The snarl returned, and this time it took several seconds to fade. He half-turned away from me, then apparently changing his mind, he lunged through the door after me. I was already running as fast as I could, the icy concrete driveway stinging my feet as though some of the skin was left behind with every step.

“Don’t go out there!” he shouted behind me. “You’ll disappear too!”

I wouldn’t have minded disappearing though. I could disappear with Robert. The other ones can have the house. They can get dressed in our clothes and laugh with our friends and eat Christmas dinner with my family, but they won’t have us. So I just kept running, calling for Robert and hoping that he’d find me before my lungs froze stiff. Before the stranger caught me and dragged me back and fussed over me until I believed that I was sick too.

I ran for as long and hard as I could, screaming until my throat was raw, but I didn’t find Robert. The stranger had given up hours ago, but I kept going until morning when my fingers and toes were black and blue and my blood felt like ice in my veins. And by the first touch of light I found myself back at the house that had been my home, back to wondering whether I really was sick, and whether it would be the death of me.

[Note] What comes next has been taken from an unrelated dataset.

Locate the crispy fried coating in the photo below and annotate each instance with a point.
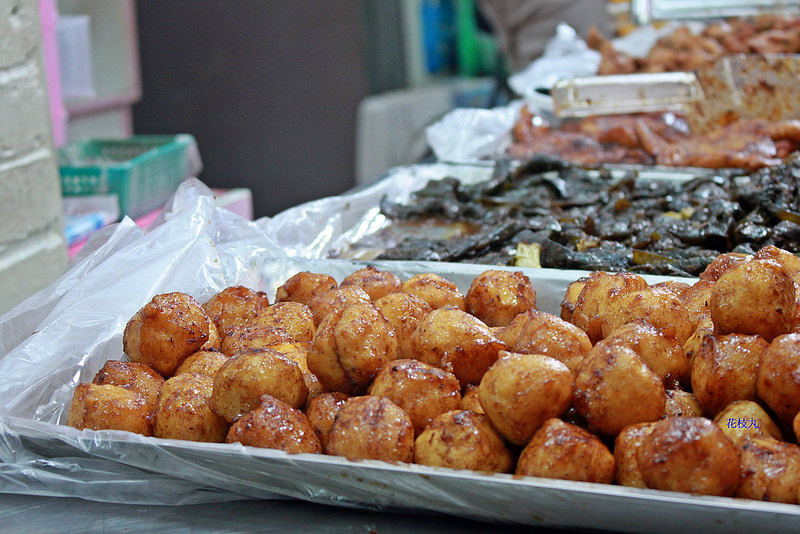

Only it wasn’t my home anymore. The stranger who had replaced Robert was kissing his new fiancé who had replaced me. And there was our neighbor, greeting them good morning as though he’d known them both for years. And life goes on for the rest of the world who don’t talk about the ones who never come back.

As for me? Without friends, or family, or a home to call my own? I finally know where the ones who disappear go. They can go anywhere, because there’s nothing left to hold them back.